I'm trying to extract features so I can later train a SVM which will be used in Android app. I'm using python to find and extract the features because it is easy to write and saves time. My problem is that I get too many features and I don't know how to get the best features only. I found that there is a method retainBest in the C++ API of OpenCV but I couldn't find it for python.

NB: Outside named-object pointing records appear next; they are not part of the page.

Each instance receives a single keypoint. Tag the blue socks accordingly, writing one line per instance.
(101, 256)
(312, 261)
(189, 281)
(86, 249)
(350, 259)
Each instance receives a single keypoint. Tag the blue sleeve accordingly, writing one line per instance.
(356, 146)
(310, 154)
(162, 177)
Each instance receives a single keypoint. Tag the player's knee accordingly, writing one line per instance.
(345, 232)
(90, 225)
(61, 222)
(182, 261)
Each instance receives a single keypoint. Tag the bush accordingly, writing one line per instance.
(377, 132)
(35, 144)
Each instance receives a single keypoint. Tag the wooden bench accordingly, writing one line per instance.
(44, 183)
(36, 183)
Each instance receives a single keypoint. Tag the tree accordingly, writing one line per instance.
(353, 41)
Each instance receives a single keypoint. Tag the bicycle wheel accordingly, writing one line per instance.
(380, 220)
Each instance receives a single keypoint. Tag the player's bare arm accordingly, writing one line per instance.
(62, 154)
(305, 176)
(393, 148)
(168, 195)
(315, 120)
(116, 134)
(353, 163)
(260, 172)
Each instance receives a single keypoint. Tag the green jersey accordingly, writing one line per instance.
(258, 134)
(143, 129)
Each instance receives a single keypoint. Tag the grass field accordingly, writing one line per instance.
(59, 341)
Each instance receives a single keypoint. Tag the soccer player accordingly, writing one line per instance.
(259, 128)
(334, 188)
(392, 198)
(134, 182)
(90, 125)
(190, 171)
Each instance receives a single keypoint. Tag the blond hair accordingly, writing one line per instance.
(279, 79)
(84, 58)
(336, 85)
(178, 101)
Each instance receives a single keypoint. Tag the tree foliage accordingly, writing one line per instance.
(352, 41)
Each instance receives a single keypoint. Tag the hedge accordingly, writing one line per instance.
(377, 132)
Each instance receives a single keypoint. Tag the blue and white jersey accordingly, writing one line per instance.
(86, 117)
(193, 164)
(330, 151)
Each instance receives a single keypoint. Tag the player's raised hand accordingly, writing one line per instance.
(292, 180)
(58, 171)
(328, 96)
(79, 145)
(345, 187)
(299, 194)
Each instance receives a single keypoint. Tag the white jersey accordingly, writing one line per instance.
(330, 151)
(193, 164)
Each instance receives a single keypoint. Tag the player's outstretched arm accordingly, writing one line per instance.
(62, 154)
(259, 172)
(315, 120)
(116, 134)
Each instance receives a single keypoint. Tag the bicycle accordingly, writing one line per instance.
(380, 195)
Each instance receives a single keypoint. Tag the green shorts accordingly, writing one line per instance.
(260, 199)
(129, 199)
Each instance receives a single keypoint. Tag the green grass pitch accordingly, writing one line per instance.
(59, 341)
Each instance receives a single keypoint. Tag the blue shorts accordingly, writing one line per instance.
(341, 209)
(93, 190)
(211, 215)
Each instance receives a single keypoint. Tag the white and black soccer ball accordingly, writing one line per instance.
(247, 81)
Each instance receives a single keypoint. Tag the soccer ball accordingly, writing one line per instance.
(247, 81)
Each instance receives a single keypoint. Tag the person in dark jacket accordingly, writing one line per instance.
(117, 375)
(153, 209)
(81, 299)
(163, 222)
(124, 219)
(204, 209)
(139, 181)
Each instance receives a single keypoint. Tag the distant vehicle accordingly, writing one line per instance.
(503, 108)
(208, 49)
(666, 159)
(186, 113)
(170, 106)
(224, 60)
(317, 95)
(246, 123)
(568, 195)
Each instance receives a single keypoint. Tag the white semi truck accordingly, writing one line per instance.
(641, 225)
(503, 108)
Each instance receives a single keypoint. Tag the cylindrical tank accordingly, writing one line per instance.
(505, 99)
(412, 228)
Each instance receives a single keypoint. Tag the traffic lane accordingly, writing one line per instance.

Can you give an advise what to do?

This is the code I use:

import numpy as np
import cv2
from matplotlib import pyplot as plt

img = cv2.imread('./positive_images/1.jpg',cv2.CV_LOAD_IMAGE_GRAYSCALE)
#img = cv2.resize(cv2.imread('./positive_images/3.png',cv2.CV_LOAD_IMAGE_GRAYSCALE), (100, 100))
#th3 = cv2.adaptiveThreshold(img,255,cv2.ADAPTIVE_THRESH_GAUSSIAN_C, cv2.THRESH_BINARY,11,2)
ret,th3 = cv2.threshold(img,127,255,cv2.THRESH_TOZERO_INV)
cv2.imwrite("result1.jpg", th3)

img = th3

# Initiate FAST object with default values
fast = cv2.FastFeatureDetector()

# find and draw the keypoints
keypoints = fast.detect(img,None)
img2 = cv2.drawKeypoints(img, keypoints, color=(255,0,0))

cv2.imwrite('fast_true.png',img2)

# Disable nonmaxSuppression
fast.setBool('nonmaxSuppression',0)
keypoints = fast.detect(img,None)

print "Total Keypoints without nonmaxSuppression: ", len(keypoints)

img3 = cv2.drawKeypoints(img, keypoints, color=(255,0,0))
cv2.imwrite("result.jpg",img3)

The original image:

enter image description here

And the result image:

enter image description here

My goal is to detect a steering wheel.

Answer

JonasVautherin picture JonasVautherin · Dec 27, 2014

If you look at the documentation, you will see that you can set a threshold for your FAST detector:

FastFeatureDetector( int threshold=1, bool nonmaxSuppression=true, type=FastFeatureDetector::TYPE_9_16 );

Here, the default threshold is set to 1. In your code, try to set it to 40, and see the results, as follows:

fast = cv2.FastFeatureDetector(40)

You will find details about the meaning of the threshold here:

  1. Select a pixel p in the image which is to be identified as an interest point or not. Let its intensity be I_p
  2. ...
  3. ...
  4. Now the pixel p is a corner if there exists a set of n contiguous pixels in the circle (of 16 pixels) which are all brighter than I_p + t, or all darker than I_p − t. (Shown as white dash lines in the above image). n was chosen to be 12.